February 25, 2021 by Essay Writer

After World War II, United States was growing in prosperity as a seeming winner of the war; yet, growing alongside of it, was an omnipresent fear and tension about technology and ideology—the summation of the oncoming Cold War. As a young writer in the midst of this mid-twentieth century panic between the Capitalistic U.S. and the Communist USSR regime, Ray Bradbury, like many others, communicated and protested the irrationality of the hidden war through a series of short stories and novels published at the time. Of those, The Martian Chronicles and Fahrenheit 451, published consecutively in 1950 and 1953, respectively, still remain the best received for their adventurous take on the American mass culture hysteria and the irrational policy passed by Congress during the Cold War. An episodic novel, The Martian Chronicles focuses on the American superiority and conformity complex through a series of independent short stories that follow the American conquer of Mars. It often hints at the purification and destruction of ideas on Earth, aspects that are more fully explored in Fahrenheit 451. Well known for its extensive analogy of government censorship and mindless materialism, Fahrenheit 451 walks through the metamorphosis of a book-burning fireman as he realizes the necessity of the knowledge and thoughts produced from novels and stories. In both worlds, Bradbury emphasizes the process of conformity–first, purification of public opinion to an ideology via mass appeal and majority pressure, and then, eradication of future differing opinions that might birth under the established purified society. However, Bradbury’s attitude on the process, as reflected by character analysis of the two novels, changes over time, growing grim as the Cold War movements escalated at the time of publication.

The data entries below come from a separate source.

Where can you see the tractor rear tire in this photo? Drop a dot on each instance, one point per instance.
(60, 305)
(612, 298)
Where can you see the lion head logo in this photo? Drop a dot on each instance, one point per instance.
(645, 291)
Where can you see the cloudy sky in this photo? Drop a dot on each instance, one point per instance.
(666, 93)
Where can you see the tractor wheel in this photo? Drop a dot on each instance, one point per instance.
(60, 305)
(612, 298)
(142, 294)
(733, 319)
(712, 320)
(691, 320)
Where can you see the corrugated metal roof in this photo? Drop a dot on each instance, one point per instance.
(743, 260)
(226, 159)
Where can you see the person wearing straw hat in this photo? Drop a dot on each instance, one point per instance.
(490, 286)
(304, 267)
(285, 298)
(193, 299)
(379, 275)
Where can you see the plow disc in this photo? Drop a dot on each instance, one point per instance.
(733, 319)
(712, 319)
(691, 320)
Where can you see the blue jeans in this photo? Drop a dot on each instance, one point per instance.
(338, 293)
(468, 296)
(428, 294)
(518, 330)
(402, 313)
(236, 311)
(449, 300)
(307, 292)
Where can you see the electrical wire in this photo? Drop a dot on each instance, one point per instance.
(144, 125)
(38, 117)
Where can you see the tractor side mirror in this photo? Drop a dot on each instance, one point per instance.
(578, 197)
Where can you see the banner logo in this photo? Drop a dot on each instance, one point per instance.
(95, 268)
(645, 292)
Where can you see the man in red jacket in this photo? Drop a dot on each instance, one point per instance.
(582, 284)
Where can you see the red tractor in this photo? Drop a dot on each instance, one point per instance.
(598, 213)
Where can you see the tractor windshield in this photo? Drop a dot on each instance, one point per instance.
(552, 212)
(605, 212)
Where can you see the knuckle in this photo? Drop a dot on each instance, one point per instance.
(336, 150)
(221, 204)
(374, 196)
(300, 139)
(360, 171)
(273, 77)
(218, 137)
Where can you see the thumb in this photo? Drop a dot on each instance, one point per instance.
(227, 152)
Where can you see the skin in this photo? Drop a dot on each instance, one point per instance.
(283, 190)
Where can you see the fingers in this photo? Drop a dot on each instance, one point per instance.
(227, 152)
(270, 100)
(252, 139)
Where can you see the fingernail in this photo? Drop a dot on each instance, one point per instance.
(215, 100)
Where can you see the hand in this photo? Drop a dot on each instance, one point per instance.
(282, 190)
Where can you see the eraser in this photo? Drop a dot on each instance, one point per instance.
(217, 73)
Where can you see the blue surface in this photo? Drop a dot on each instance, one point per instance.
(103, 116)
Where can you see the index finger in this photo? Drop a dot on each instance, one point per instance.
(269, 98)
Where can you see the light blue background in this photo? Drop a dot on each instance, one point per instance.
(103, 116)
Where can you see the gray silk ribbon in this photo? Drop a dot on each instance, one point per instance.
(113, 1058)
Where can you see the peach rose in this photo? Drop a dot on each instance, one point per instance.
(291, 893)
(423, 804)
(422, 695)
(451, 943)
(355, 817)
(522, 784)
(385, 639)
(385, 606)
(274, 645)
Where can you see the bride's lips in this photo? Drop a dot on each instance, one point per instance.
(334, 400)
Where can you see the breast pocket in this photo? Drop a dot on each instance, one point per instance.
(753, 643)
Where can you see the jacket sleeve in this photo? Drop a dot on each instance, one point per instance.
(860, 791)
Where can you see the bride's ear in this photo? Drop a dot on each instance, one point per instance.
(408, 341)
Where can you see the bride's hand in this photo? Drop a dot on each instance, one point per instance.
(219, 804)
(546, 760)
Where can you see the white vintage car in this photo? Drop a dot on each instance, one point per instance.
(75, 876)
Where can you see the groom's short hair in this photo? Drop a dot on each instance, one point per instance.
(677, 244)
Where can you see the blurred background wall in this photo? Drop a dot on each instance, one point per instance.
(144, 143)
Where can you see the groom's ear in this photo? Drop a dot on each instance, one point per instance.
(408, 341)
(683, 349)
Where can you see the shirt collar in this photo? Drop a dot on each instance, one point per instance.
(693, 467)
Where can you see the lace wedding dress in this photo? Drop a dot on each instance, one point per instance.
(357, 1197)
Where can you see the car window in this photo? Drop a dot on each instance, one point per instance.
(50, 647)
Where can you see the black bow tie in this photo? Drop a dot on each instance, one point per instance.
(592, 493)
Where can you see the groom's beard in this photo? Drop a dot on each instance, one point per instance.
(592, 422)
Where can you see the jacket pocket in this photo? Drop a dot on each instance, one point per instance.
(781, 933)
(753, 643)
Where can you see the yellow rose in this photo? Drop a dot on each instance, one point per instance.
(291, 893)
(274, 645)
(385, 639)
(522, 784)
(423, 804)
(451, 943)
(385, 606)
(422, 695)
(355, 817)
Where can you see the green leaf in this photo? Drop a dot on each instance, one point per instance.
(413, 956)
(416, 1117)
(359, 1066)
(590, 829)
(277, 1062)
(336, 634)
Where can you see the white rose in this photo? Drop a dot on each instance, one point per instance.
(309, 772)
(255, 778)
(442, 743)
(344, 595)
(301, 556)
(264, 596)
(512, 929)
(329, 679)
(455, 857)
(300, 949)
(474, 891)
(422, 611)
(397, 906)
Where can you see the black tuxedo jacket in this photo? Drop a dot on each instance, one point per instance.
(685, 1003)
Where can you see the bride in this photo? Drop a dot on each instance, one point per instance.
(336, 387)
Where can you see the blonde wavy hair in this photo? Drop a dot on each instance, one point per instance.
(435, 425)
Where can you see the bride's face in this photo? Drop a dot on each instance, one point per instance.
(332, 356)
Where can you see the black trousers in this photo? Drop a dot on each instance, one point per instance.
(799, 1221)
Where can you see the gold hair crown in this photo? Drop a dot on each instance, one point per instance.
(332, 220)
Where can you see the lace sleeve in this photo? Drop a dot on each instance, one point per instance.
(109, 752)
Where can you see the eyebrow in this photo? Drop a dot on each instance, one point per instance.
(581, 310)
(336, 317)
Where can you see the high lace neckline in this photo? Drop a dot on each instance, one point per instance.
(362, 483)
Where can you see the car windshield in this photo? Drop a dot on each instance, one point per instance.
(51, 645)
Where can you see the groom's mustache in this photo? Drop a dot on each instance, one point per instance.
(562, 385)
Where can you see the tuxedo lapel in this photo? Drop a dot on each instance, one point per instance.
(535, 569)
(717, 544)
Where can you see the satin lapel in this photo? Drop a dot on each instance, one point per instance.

Ray Douglas Bradbury was born in Waukegan, Illinois on August 22, 1920. Since he was young, Bradbury was known to have a future in liberal arts. As a lifelong devotee to drama literature, and poetry, he claimed that his major influences include Edgar Allan Poe, William Shakespeare, and later contemporaries such as Aldous Huxley. Bradbury often hinted and referenced the style and works of his favorite poets and writers to pay respect to their contribution to literary arts. Besides being a novelist, Bradbury was also a prominent playwright and screenwriter, occupations that were particularly targeted and harassed during the McCarthy Era. because of his experience with the Cold War reactionaries, Bradbury questioned the integrity of freedom of expression in his books. As exemplified by The Martian Chronicles and Fahrenheit 451–both about American obsessive control of ideology–Bradbury’s personal witness of his time influences and stands as important elements in his novels. As he stated in an interview in 1980, the Cold War Era was arguably the mind-settling period for Bradbury’s criticism of government, when he “was warning people…[when he] was preventing futures” (Hoskinson).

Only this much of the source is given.